Billy Brad looked out at the lawn which was now quite dark. He heaved a great sigh.
"And -- and the big old awfully dragon snorkled fire out from its nose," he said softly. "For because it had a curly tail --"
"Oh, very well!" exclaimed Uncle Peter, getting up from the porch step in a haste that made Billy Brad look up at him apprehensively. He took Billy Brad by the arm, for he was angry -- boiling with unreasonable anger.
"Don't!" said Billy Brad.
"I will, though!" exclaimed Uncle Peter harshly, and he set Billy Brad on his feet. He hurried Billy Brad into the house, dragging him by the arm, not very roughly yet not very gently, either. At the foot of the stairs he stopped.
"June!" he shouted up the stairs. "Come down here!"
"Yes! Yes, I'm coming!" she cried, for she had never heard Peter use that tone and she was sure something awful had happened to Billy Brad. She did not wait to arrange her hair, which was rather mussed because she had been lying on the bed; nor to bathe her eyes, which were rather red for some other reason. She came running down the stairs.
"Here!" cried Peter Bradley thrusting Billy Brad at her. "You can take care of this -- this -- impudent child until his parents come. I've had enough of him. I won't stand his contrariness! I've had enough of his nonsense!"
He stood a moment glowering angrily at June, who was hardly more than a misty whiteness in the dark of the hall. He breathed hard and he was thoroughly angry at everything in the world.
"And I've had enough of your nonsense, too!" he cried suddenly. "I won't stand it! I don't have to put up with every fool notion that every child and silly girl thinks up to annoy me with. I have a right to my way once in awhile."

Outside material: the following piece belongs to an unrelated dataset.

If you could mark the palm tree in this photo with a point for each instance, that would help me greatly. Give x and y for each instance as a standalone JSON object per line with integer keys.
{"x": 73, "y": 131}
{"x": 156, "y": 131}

"Oh, you're hurting my wrist!" exclaimed June, for he had reached out and grasped it. "You don't need to be so rough; you don't need to jerk me like that!"
"That's got nothing to do with it!" cried Peter. "What I want to know, here and now, once and for all --"
"Well, you needn't think, just because you get angry --"
"Oh, stop it!" ordered Peter, in a loud voice. "I'm tired of nonsense! Are you going to marry me, or not?"
"Well, if you're going to break my wrist --"
Because she wore rubber heels, Mrs. Bradley, returning from the movies, was at the door before anyone heard her.
"For mercy's sake!" she exclaimed. "What is all this shouting about? I heard you clear to the corner!"
June giggled. She put the hand Peter had suddenly released on the arm of Peter's coat.
"It's all right," she said. "It's only the way Peter and I get engaged."
"And -- and the awfully big, old dragon he did snorkle out fire," said Billy Brad brazenly. "And -- and he wasn't a squail."
June dropped to one knee and put her arms around Billy Brad and kissed him smackingly on one cheek.
"We just love awfully big old dragons that snorkle fire, don't we, Billy Brad?" she said.
"And was Billy Brad a good boy while we were away?" asked Mrs. Bradley.
"No!" said Uncle Peter. "No, he was not a good boy. He --"
"-- was a wonderful boy!" said June, gazing tenderly at Billy Brad.